The matter was of sufficient
importance to have been heard in the High Court and with the
advantage of having all five matters
adjudicated upon by one court at
the same time. I am therefore not convinced that the costs in regard
of the first defendant should
be limited to magistrate court's scale.
[31] The respondents proposed that the
costs order should be altered to compel the first and third
defendants to pay the costs of
the matter jointly and severally. I
am of the view that that would not be in accordance with justice. In
so far as the orders
granted by the Court a quo did not differentiate
between the different cases that made up the consolidated matters and
therefore
the different defendants and in insofar as those orders are
altered in this decision or set aside by this Court, it will only
relate
to the applicable cases of the first and third defendants,
namely case 2349/2011 in respect of the first defendant and case
3008/2011
in respect of the third defendant.
[32] As far as the costs of appeal is
concerned, the appellants are substantially successful in their
appeal and the respondents
in their cross appeal. I am of the view
that, in those circumstances, each party should bear their own costs
of appeal.
[33] In conclusion, I am of the view
that the following orders should be granted:
A. The appeal and cross appeal succeeds
to the extent set out in the following paragraphs.

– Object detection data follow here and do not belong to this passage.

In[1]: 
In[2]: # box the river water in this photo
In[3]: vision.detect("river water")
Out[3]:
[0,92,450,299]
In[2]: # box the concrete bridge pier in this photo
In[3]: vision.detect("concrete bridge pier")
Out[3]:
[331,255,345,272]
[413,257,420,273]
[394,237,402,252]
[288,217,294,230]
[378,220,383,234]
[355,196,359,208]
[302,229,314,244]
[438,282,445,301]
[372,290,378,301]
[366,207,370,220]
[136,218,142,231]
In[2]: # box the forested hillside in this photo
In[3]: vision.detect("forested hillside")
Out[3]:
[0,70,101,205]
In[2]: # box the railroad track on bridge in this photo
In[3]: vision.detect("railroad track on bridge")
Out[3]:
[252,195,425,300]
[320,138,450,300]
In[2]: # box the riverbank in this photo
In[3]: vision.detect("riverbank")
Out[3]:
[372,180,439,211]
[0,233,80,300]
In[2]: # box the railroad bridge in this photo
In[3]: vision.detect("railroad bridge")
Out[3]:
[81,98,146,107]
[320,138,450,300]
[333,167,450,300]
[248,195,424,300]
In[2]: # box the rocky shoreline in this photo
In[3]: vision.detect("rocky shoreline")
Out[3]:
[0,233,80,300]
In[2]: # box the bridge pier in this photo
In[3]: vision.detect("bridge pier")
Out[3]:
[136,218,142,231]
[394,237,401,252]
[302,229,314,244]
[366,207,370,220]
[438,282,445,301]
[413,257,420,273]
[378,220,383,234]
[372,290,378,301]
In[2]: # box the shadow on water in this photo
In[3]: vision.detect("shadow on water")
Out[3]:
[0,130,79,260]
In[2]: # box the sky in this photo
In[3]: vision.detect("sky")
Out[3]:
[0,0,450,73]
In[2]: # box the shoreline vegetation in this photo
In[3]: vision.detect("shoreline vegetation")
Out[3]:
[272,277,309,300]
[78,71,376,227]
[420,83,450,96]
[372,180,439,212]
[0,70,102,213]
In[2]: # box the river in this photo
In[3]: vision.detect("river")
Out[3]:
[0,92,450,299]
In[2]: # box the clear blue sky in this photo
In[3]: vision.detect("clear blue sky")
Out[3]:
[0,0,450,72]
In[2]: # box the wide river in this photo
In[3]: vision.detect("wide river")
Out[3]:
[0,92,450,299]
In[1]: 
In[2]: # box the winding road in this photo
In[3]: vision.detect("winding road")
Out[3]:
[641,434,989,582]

B. 1. In respect of case number
2349/2011 and 3008/2011, paragraph 1, 3 and 4 of the orders of the
Court a quo are set aside, and
substituted with the following:
2. In case 2349/2011;
2.1 Defendant is ordered to pay
plaintiff the sum of R30 000,00 with interest at the legal rate
calculated from the 4th of October
2012.
2.2 Defendant is ordered to pay the
costs of suit which will include one 240th of the costs pertaining to
the report of the expert
witness, Mr J Spies.
3. In case 3008/2011;
3.1 Defendant is ordered to pay
plaintiffs the sum of R136 000.00 with interest at the legal rate
calculated from the 5th of November
2012.
3.2 Defendant is ordered to pay the
costs of suit, which will include one 240th of the costs pertaining
to the report of the expert
witness, J Spies, as well as his
additional qualifying fees and attendance at Court for one day.
4. Each party is to bear its own costs
of appeal.
A. F. JORDAAN, J
I concur, and it is ordered
accordingly.
S. EBRAHIM, J
I concur.
L. B. J. MOENG, AJ
On behalf of the appellant: Adv.
W.G. Pretorius
Instructed by:
Christo Dippenaar Attorneys
BLOEMFONTEIN
On behalf of the respondent: Adv. B.